Knoblauchsraukenpaste

„Kann mir mal jemand verraten, warum zu den Arbeitseinsätzen nie die Leute kommen, die in der Mitgliederversammlung am lautesten kritisieren, dass es zu selten Arbeitseinsätze gibt?“

Bruce schaut in die Runde. Mein Fräulein Tochter, ihr Freund, Pierre, Rapunzel, Pauls Mutter, Paul und ich stehen am Zaun einer leicht verwilderten Parzelle.

„Wie müssen diesen Garten heute halbwegs in Ordnung bringen, damit wir ihn an neue Mitglieder verpachten können,“ gibt Bruce die Tageslosung aus.

Rapunzel schwärmt: “Ein Naturgarten.“

„Natur ja, Garten nein,“ brummt Bruce, „so kann ich die Parzelle keinem unerfahrenen Gartenneuling anbieten.“ Er zeigt auf einen, von Ackerwinde umschlungen, Apfelbaum.
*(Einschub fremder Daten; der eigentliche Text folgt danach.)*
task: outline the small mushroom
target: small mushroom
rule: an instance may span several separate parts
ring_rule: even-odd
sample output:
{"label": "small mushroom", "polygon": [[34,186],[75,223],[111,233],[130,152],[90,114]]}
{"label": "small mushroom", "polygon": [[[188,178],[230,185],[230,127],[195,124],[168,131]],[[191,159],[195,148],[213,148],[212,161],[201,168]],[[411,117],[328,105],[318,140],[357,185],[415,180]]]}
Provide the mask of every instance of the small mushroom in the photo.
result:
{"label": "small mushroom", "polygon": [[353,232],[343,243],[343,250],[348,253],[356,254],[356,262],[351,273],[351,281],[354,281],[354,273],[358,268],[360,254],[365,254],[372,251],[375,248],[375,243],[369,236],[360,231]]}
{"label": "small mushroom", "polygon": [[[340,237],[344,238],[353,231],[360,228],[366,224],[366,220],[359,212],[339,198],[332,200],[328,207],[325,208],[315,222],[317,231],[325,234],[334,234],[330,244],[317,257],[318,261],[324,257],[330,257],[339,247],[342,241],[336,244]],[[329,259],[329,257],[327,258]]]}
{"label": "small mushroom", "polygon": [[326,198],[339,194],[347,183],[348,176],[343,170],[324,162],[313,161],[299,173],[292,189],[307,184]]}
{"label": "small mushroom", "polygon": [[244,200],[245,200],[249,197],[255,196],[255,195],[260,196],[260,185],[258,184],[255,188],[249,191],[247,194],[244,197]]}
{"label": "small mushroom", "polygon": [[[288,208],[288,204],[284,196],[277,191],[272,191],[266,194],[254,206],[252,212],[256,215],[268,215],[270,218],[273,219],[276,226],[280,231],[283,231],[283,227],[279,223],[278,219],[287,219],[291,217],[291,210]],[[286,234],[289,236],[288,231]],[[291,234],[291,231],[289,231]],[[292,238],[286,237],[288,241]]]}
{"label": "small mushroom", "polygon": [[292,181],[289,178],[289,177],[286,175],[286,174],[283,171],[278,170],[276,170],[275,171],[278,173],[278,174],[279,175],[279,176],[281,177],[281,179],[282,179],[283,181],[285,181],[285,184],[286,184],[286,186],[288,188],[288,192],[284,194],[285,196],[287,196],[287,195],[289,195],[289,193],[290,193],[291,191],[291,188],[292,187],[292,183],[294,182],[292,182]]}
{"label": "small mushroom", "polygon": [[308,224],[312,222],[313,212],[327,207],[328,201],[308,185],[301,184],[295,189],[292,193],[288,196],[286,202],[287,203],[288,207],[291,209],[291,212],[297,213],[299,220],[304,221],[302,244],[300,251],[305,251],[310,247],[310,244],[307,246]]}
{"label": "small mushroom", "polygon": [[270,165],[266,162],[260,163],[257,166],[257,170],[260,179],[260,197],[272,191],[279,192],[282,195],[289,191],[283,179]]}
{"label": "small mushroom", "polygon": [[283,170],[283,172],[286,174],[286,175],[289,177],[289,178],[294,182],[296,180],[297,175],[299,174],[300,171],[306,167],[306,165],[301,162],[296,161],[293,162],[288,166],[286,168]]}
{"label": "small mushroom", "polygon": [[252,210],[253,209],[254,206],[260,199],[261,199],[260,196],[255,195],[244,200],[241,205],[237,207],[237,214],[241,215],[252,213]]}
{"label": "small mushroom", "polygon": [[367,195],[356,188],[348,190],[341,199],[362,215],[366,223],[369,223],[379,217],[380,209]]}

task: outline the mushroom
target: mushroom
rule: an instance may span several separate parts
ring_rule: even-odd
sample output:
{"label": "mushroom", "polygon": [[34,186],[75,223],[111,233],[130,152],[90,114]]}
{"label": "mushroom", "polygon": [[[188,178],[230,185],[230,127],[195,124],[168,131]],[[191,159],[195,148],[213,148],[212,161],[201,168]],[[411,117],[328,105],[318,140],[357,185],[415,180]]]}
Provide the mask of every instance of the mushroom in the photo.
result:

Hinter dem Zaun stehen Johannisbeersträucher, unter denen sich eine Pflanze ausgebreitet hat, die schon zwischen den Zaunslatten auf den Gartenweg hinausdrängt. Paul zupft ein paar Blätter und fragt: „Was ist das?“

„Unkraut,“ brummt Bruce.

„Wildkraut,“ korrigiert Rapunzel.

„Lauchhedderich,“ präzisiert mein Fräulein Tochter.
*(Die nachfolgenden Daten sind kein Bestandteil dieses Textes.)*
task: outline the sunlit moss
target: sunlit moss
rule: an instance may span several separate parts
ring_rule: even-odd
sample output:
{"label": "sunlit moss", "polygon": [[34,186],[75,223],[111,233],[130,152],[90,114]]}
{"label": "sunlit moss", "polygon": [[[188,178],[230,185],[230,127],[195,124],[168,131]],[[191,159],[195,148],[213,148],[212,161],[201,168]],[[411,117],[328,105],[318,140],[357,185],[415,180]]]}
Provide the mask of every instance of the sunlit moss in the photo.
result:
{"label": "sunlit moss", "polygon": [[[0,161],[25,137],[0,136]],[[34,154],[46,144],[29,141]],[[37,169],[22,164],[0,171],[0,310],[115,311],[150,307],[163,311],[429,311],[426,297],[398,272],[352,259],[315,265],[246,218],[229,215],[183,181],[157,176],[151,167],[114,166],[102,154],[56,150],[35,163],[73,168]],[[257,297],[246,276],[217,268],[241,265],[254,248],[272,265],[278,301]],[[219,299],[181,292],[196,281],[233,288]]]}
„Oder auch Knoblauchrauke,“ ergänzt mein zukünftiger Schwiegersohn.

„Alliaria petiolata,“ resümiert Pierre.

„Kann ich das essen?“ Paul sieht abwechselnd zu seiner Mutter und zu Pierre.

„Nein,“ sagt Pauls Mutter „hier laufen immer so viele Hunde vorbei.“

„Lasst uns doch reingehen und nachschauen, was es sonst noch zu tun gibt,“ gebietet Bruce. Wir nähern uns dem Knoblauchsraukenbestand aus dem Inneren der Parzelle.

Paul fragt: „Darf ich jetzt?“ Seine Mutter nickt und der Junge zupft sich ein paar Blätter und kaut darauf herum.

Die anderen tun es ihm gleich. „Mhm, mhmmhm,“ mümmelt Pierre.

„Knoblauchgeschmack mit einem Hauch Senf und leichter Kohlnote im Abgang,“ stellt mein zukünftiger Schwiegersohn fest.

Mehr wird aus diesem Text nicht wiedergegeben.